If a spring of glacier water could be bottled in a perfume flacon – I think it will smell like Spring Flower. It makes me wonder if “spring” refers to the season or to the body of water. I would say it’s a little bit of both.
With its fresh and simple beauty, Spring Flower is sheer happiness in a bottle.
Fresh, optimistic and tranquil with no unnecessary ambition – Spring Flower is nothing short than beautiful. It’s just that – beautiful. The fresh fruity accents are crisp and complement the floral tones that are at the heart of the composition – rose and jasmine. They give off a feeling of water lilies floating above glacial freshwater. The base holds only a tad of sweetness like a soil that promises a longer blooming time.
It’s nothing too deep or serious, just pretty, charming, effervescent and bubbling with vivacity. Spring Flower has surprisingly become one of my wardrobe staples, which is quite surprising – considering the fact that I have hared time with pure and sheer florals, particularly fruity florals. One main reason is that unlike most other fruity florals, it does not quickly transform into a powdery, nose-stinging chemical mess on my skin. Rather, the fruity notes stay fresh forever (a very unnatural characteristic, but in this case most welcome!). As if this is not enough, Spring Flower is the only Creed that truly captured my heart so far!
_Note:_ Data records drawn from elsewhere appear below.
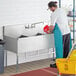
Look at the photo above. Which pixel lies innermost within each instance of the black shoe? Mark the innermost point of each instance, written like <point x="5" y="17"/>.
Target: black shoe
<point x="53" y="65"/>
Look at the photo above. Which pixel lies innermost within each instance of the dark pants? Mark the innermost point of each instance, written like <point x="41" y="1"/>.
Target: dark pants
<point x="66" y="45"/>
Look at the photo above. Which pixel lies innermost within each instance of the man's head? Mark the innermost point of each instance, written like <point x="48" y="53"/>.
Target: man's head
<point x="52" y="6"/>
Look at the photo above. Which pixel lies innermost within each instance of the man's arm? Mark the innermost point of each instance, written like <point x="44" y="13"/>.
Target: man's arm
<point x="51" y="28"/>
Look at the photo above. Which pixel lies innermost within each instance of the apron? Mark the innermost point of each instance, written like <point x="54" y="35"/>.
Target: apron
<point x="58" y="38"/>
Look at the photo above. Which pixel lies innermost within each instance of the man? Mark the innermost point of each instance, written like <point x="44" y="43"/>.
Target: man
<point x="59" y="25"/>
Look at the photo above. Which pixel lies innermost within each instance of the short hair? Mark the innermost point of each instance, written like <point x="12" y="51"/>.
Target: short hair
<point x="52" y="4"/>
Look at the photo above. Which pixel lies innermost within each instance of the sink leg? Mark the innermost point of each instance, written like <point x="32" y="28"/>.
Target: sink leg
<point x="17" y="62"/>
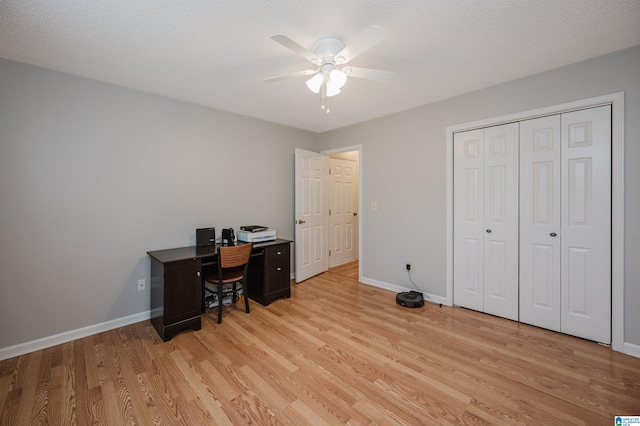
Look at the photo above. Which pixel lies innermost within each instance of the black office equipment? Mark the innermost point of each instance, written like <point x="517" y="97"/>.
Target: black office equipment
<point x="205" y="237"/>
<point x="228" y="237"/>
<point x="254" y="228"/>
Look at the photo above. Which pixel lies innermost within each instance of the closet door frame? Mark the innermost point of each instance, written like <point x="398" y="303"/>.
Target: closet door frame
<point x="616" y="100"/>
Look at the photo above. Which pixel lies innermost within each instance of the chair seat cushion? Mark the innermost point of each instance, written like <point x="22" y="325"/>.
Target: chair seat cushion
<point x="228" y="275"/>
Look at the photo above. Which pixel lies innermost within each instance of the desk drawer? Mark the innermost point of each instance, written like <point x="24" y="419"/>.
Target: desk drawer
<point x="278" y="255"/>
Spring Flower starts off with a blast of fresh, citrus-fruity notes of lemon, bergamot and peach. There is also a hint of herbal note, almost minty. It is charmingly refreshing and positive. The thing is, that this fresh beauty lasts for a long time!
The heart and base notes still maintain this luscious fruitiness, along with delicate flowers that are neither heavy nor heady, but simply reminiscent of fresh, dew-laden blossom in an early spring morning. Though officially the notes are of jasmine and rose, to my nose it smells like waterlilies. Perhaps it is the combination of the rose and jasmine notes with the crisp apple and watery melon notes that create this light, bright and fluid impression.
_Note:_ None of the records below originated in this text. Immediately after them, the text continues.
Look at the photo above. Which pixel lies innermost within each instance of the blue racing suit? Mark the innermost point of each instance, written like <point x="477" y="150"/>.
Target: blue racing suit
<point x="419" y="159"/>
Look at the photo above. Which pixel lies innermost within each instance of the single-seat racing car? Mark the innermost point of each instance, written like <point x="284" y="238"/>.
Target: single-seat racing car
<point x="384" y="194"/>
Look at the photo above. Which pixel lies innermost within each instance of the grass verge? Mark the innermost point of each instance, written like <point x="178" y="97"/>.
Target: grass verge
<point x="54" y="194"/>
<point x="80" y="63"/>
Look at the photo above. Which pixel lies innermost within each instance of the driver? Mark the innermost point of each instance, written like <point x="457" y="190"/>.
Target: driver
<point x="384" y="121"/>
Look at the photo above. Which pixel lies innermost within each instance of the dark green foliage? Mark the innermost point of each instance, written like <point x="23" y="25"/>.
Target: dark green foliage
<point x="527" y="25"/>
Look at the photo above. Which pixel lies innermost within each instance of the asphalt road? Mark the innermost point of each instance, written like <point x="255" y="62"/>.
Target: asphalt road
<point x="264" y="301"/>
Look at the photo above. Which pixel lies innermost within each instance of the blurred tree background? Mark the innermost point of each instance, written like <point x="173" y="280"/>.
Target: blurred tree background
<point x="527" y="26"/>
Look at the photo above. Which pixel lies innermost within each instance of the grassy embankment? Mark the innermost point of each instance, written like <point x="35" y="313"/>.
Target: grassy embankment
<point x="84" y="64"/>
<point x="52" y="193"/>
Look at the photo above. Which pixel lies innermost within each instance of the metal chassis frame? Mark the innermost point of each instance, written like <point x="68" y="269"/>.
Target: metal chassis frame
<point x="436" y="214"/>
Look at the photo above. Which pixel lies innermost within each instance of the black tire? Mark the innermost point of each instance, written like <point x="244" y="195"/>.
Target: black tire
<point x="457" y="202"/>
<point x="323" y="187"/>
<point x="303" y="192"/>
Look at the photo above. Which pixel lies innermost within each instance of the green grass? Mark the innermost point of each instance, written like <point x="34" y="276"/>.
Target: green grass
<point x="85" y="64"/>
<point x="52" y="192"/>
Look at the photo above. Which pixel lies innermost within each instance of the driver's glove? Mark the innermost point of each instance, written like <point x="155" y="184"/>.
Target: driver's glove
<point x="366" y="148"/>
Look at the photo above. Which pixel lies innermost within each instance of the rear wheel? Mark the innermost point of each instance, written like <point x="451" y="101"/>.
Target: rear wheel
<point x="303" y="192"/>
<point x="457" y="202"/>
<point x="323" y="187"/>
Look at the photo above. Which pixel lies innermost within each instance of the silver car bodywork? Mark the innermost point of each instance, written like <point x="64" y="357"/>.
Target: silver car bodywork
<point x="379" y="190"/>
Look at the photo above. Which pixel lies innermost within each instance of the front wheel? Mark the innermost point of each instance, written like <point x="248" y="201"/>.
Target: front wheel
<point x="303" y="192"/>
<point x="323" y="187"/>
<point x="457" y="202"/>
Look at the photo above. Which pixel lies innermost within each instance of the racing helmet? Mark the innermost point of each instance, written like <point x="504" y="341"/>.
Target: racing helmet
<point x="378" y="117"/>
The feeling is of inviting cool spring water, so inviting you absolutely have to drink them!
Later on notes of lilly of the valley and a citrus floral note emerges – it is not orange blossom, but actually smells a lot like lemon… Perhaps it is lemon blossom…
The drydown is a tad powdery, with the lilly and melon notes lingering on a base of cedarwood and perhaps a hint of orris as well as musk. It is only slightly powdery, but still has the fruity floral notes persist while maintaining an extraordinary freshness.
Top notes: Peach, Lemon, Bergamot, and I suspect a hint of peppermint!
Heart: Jasmine, Rose, Water lilies, Melon, Apple, Lilly of the Valley, Lemon Blossom
Base: Cedarwood, orris, perhaps benzoin which adds a tad of sweetness without overpowering the top and heart notes, and very subtle musk, amber and vanilla notes.